The file-sharing service is listed among the 40 most-visited sites in the country, and its mobile apps are frequently used as well.
Like many services of its kind, Ulož can be used to share a wide variety of files. This is a thorn in the side of many copyright holders whose works appear without permission. This includes the RIAA, which reported Ulož as a notorious pirate site on several occasions.
Court Approves ‘Word’ Filter
Locally, the site has received pushback from copyright holders as well. Late last year, the Municipal Court in Prague ruled that Ulož must filter and block files that reference the word “Šarlatán” (‘Charlatan’) which is also the name of a Czech movie.
The order, requested by movie distributor Cinemart, was set to remain in place until August 2030 but the file-sharing site immediately appealed. According to Ulož, the filtering obligation was too broad. It could also impact files that have nothing to do with the film, violating freedom of speech.
“The problem is that the word charlatan is not just a movie charlatan.

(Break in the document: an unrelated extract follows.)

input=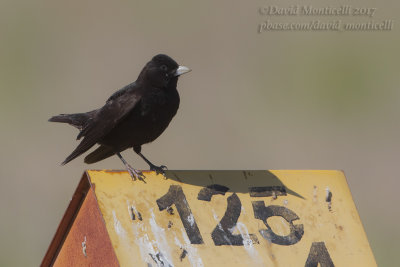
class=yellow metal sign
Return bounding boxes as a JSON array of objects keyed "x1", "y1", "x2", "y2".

Widespread censorship of the word would also affect the amount of content that does not violate any rules, thus restricting the freedom of many Internet users,” an Ulož spokesperson says.

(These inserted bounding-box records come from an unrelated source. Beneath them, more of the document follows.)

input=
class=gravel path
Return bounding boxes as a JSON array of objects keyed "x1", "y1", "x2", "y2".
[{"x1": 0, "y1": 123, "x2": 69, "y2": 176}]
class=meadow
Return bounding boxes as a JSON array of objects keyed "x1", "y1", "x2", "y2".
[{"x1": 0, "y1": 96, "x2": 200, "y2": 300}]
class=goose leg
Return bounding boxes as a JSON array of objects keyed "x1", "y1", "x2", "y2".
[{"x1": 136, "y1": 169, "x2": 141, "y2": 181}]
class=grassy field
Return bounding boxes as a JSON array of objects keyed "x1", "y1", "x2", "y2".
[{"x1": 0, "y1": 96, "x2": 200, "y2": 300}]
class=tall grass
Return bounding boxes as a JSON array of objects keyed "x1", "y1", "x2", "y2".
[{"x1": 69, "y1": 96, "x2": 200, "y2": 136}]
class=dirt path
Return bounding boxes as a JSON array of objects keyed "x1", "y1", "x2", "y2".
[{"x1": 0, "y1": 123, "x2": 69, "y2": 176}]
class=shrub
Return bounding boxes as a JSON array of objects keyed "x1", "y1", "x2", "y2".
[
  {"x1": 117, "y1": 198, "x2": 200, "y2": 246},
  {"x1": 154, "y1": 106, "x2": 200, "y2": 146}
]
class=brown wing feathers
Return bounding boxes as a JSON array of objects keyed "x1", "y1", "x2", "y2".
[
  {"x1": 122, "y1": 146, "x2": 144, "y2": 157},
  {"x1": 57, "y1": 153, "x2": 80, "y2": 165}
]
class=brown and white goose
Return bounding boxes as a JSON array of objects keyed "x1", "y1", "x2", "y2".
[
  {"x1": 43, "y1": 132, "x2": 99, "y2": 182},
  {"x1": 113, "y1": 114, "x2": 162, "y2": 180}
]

‘Charlatan’ Filter Overturned
After hearing both sides, the High Court in Prague agreed with Uloz and immediately overturned the preliminary filtering requirement. This is welcomed as a big win by the site, but that’s not enough.
The site argues that it made substantial investments to make sure that the filter operated correctly while not harming users in the process. Ulož wants the movie distributor to compensate for these costs.

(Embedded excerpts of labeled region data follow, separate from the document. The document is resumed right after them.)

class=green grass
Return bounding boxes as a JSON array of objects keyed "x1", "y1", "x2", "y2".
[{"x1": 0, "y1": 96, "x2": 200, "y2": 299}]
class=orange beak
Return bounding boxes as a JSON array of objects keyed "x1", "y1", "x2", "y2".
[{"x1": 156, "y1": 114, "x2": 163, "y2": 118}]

Specifically, Ulož is seeking 585,000 Czech Koruna (~$27,320) to compensate for the filtering and monitoring costs, and another 200,000 (~$9,340) to cover the legal costs and fees.
“The amount of compensation required by us is based on the complexity of the process of assessing individual files while taking into account all exceptions to copyright law,” Ulož notes.
“In addition, it took four months before the court acknowledged that this requirement was unjustified and annulled the interim measure, which increased the costs of complying with the interim measure. The costs are high, but it was Cinemart’s decision to use this exceptional tool and bear the risk.”
Among other things, Ulož says it hired an external agency to help with the process. This turned out to be quite resource-intensive and, since it was such an extreme measure, compensation is warranted.
Legal Battle Continues
The damages request is expected to trigger another legal battle where the court will take a detailed look at the allegations from both sides, but the file-sharing site is confident that it will prevail in the end.
In any case, using a simple word filter to block copyrighted content is probably not the best solution. Imagine what would happen if YouTube had to filter all videos that use “Charlatan” in the title?
That said, there are more effective filtering techniques based on file hashes. These are less prone to false positives as well. As far as we know, Ulož doesn’t use any of these. Not for the Czech translation of Charlatan at least, because a search for Šarlatán returns plenty of results.